Some prior art rotary drill bits have been formed with blades extending from a bit body with a respective gage pad disposed proximate an uphole edge of each blade. Gage pads have been disposed at a positive angle or positive taper relative to a rotational axis of an associated rotary drill bit. Gage pads have also been disposed at a negative angle or negative taper relative to a rotational axis of an associated rotary drill bit. Such gage pads may sometimes be referred to as having either a positive “axial” taper or a negative “axial” taper. See for example U.S. Pat. No. 5,967,247. The rotational axis of a rotary drill bit will generally be disposed on and aligned with a longitudinal axis extending through straight portions of a wellbore formed by the associated rotary drill bit. Therefore, the axial taper of associated gage pads may also be described as a “longitudinal” taper.

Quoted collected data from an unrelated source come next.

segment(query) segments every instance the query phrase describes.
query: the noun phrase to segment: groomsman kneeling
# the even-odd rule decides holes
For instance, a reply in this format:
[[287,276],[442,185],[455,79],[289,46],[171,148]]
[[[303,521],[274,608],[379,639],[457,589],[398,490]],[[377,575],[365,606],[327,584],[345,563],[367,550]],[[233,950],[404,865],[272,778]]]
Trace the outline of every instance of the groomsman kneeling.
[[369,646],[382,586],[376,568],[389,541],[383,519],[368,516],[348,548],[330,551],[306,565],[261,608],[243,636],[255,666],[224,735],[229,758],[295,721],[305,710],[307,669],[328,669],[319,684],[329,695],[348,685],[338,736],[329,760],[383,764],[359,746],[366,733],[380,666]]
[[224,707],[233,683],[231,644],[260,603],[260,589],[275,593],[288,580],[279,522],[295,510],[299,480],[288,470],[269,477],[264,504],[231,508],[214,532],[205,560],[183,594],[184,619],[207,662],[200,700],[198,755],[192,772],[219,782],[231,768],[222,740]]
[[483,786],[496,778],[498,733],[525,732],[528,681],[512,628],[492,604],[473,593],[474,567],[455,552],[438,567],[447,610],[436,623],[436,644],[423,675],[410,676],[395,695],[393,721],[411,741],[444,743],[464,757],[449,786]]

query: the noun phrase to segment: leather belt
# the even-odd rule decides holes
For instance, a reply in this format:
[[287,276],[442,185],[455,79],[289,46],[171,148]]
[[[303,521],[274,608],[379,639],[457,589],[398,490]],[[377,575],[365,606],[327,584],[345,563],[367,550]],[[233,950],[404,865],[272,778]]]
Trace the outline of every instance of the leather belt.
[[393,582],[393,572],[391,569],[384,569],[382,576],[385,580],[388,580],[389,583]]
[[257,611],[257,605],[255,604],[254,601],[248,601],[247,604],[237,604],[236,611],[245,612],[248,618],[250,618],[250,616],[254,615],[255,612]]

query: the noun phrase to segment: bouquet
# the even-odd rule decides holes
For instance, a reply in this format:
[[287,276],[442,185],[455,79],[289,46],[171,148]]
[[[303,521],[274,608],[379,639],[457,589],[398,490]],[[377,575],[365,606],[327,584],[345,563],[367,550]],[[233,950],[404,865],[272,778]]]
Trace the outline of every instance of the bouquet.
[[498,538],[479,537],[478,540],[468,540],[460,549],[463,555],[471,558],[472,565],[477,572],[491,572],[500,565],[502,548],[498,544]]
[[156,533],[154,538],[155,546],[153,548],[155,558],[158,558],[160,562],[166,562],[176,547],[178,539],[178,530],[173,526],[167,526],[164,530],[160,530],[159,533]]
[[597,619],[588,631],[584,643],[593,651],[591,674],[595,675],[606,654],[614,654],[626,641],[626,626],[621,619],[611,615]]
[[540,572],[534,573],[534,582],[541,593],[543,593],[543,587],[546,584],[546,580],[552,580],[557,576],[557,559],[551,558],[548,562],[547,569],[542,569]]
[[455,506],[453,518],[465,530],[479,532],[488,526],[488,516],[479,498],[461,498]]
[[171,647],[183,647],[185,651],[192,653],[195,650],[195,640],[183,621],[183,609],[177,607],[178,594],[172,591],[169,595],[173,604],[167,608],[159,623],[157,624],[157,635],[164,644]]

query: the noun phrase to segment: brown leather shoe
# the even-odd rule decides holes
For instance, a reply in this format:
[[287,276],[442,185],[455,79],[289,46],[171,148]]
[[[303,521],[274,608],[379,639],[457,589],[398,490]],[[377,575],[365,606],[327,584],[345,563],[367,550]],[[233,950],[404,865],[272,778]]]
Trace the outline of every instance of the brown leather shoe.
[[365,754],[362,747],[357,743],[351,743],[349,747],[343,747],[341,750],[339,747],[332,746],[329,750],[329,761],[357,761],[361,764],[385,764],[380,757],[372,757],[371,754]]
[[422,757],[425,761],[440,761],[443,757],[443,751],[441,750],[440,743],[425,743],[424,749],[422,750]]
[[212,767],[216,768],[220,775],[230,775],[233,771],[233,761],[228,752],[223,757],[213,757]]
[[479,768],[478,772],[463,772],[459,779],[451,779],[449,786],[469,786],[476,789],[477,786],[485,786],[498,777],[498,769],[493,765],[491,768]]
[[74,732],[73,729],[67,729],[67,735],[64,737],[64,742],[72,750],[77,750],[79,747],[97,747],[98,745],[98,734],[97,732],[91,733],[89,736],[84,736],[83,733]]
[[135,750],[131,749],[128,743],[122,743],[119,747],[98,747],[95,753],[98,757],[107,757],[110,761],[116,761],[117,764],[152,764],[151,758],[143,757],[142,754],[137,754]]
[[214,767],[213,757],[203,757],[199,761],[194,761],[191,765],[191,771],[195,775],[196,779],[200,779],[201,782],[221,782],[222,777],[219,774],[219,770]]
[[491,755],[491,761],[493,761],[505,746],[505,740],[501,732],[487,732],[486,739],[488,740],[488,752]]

The phenomenon of bit walk, particularly when drilling a directional wellbore, has been observed in the oil and gas industry for many years. It is widely accepted that roller cone drill bits will generally have a tendency to “walk right” relative to a longitudinal axis being formed by the associated roller cone drill bit. It has also been widely accepted that fixed cutter drill bits, sometimes referred to as “PDC bits,” may often have a tendency to walk left relative to a longitudinal axis of a wellbore formed by an associated fixed cutter drill bit.
Some prior models used to simulate drilling wellbores often failed to explain why fixed cutter drill bits walk right and may even have very large right walk rates under some specific conditions. For example, prior field reports have noted that some fixed cutter drill bits have a strong tendency to walk right when building angle during forming a directional wellbore segment.
For many downhole drilling conditions, bit walk and particularly excessive amounts of bit walk are not desired. Bit walk may generally increase drag on an associated drill string while forming a directional wellbore. Excessive amounts of bit walk may also result in damage to an associated drill string and/or “sticking” of the drill string with adjacent portions of a wellbore. Excessive amounts of bit walk may also result in forming a tortuous wellbore which may create problems while installing an associated casing string or other well completion problems. In many drilling applications, bit walk should be avoided and/or substantially minimized whenever possible.